Jubiläumsfeier

Das Repaircafé Altdorf feiert sein zehnjähriges Bestehen

Manfred Schaller (Mitte) bei seiner Ansprache. Zu den Gratulanten zählte auch Bürgermeister Martin Tabor (rechts), der in einer kurzen Ansprache die Bedeutung des Repaircafés für die Stadt betonte.
Manfred Schaller (Mitte) bei seiner Ansprache. Zu den Gratulanten zählte auch Bürgermeister Martin Tabor (rechts), der in einer kurzen Ansprache die Bedeutung des Repaircafés für die Stadt betonte. | Foto: Mara Glüher2025/04/aeeee248b57e7a3818470115c38041558c8b0abb_max1024x.jpg

ALTDORF – Bei strahlendem Sonnenschein hat das Repaircafé Altdorf am Samstag sein zehnjähriges Bestehen gefeiert. Zahlreiche Gäste kamen, um bei Kaffee und Kuchen ein Jahrzehnt ehrenamtlichen Engagements und gelebter Nachhaltigkeit zu würdigen. Und den ein oder anderen Gegenstand zu reparieren.

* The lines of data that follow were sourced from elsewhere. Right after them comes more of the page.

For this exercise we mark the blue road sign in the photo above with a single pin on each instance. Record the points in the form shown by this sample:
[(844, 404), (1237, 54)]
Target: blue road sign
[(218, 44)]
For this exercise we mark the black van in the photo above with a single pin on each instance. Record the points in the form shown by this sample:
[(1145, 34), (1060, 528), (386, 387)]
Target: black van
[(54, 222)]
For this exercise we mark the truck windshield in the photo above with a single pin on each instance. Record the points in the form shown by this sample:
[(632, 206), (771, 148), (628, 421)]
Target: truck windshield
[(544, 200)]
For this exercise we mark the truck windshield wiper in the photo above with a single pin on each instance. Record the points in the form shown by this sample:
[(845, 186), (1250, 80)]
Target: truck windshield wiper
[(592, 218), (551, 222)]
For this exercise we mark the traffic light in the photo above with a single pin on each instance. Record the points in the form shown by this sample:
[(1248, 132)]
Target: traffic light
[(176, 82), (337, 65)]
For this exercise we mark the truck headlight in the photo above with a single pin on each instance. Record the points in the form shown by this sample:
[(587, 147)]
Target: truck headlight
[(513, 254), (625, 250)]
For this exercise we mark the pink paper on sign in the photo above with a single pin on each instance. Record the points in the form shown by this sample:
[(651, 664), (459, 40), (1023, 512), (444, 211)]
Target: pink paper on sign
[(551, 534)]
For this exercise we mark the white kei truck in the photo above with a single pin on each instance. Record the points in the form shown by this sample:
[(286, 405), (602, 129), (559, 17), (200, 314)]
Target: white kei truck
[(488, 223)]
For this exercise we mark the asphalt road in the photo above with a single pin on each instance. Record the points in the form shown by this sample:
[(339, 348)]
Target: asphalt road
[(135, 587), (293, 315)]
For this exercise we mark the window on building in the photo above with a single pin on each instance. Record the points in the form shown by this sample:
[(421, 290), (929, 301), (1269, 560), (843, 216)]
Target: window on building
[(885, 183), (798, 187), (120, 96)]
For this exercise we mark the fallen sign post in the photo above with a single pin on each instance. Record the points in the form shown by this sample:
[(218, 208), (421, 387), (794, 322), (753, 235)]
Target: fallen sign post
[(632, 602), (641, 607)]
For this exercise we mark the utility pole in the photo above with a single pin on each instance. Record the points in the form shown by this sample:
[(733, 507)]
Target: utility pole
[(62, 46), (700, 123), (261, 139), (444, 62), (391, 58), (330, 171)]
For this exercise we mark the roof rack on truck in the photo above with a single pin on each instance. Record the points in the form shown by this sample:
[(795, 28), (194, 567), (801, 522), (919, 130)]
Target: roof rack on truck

In einer kurzen Ansprache erinnerte Manfred Hajek vom Repaircafé an die Anfänge und die Erfolge dieser Einrichtung. Aus der Initiative der holländischen Journalistin Martine Postmaentstand 2009 ein weltweites Netz von 3600 Repaircafés, in denen inzwischen 54.000 Ehrenamtliche monatlich etwa 65.000 Gegenstände reparieren.

Mehr als die Hälfte gerettet

Über Medienberichte erfuhren die Altdorfer vor zehn Jahren davon und durch die Begeisterungsfähigkeit ihres Mitbegründers Werner Birn blieb es nur eine Frage von wenigen Wochen, bis die Aktiven in Altdorf ein Repaircafé eröffnen konnten. Inzwischen wurden dort bisher 1833 Geräte behandelt. 1016 Geräte (56 Prozent) konnten sofort repariert werden. Bei 334 Einheiten, also 17 Prozent, verzögerte sich die Instandsetzung wegen Ersatzteilbeschaffung. 483 (26 Prozent) waren nicht mehr zu retten.

Nach dem gemütlichen Teil der Jubiläumsfeier ging es wieder an die Arbeit: Das Repaircafé-Team nahm seinen gewohnten Betrieb auf. Auf mehreren Tischen wurden Stereogeräte, Staubsauger, Kaffeemaschinen und andere Geräte ausgebreitet, deren Besitzer für diese auf eine zweite Chance hofften – und oft nicht enttäuscht wurden. Mit fachkundigem Geschick und viel Geduld gelang es den Ehrenamtlichen auch diesmal wieder, zahlreiche Alltagsgegenstände vor dem Weg in den Müll zu bewahren. „Das Repaircafé Altdorf blickt stolz auf eine Dekade gelebter Nachhaltigkeit zurück und zeigt, was mit viel Engagement, Zusammenarbeit und einem Stück Kuchen erreicht werden kann. Es sei noch verraten, dass diese Arbeit unglaublich viel Freude bei allen Beteiligten und Kunden erzeugt. Wer’s nicht glaubt, ist herzlich eingeladen, uns zu besuchen“, sagt Manfred Hajek.

Zu den Gratulanten zählte auch Bürgermeister Martin Tabor, der in einer kurzen Ansprache die Bedeutung des Repaircafés für die Stadt betonte und dem Team des Repaircafés einen Scheck über 200 Euro überreichte. Auch Karin Ballwieser von der Rummelsberger Diakonie, die das Repaircafé seit Beginn der Initiative durch die Überlassung der Räumlichkeiten unterstützt, zeigte sich begeistert vom langjährigen und erfolgreichen Bestehen des Projekts. Erwin Wenzel vom Repaircafé Feucht überbrachte Glückwünsche in Form eines Krafttrunks.

Info: Das Repaircafé in Altdorf, im Café Kakau in der Ohmstraße 5, öffnet jeden ersten Samstag ab 14 Uhr im Monat seine Türen.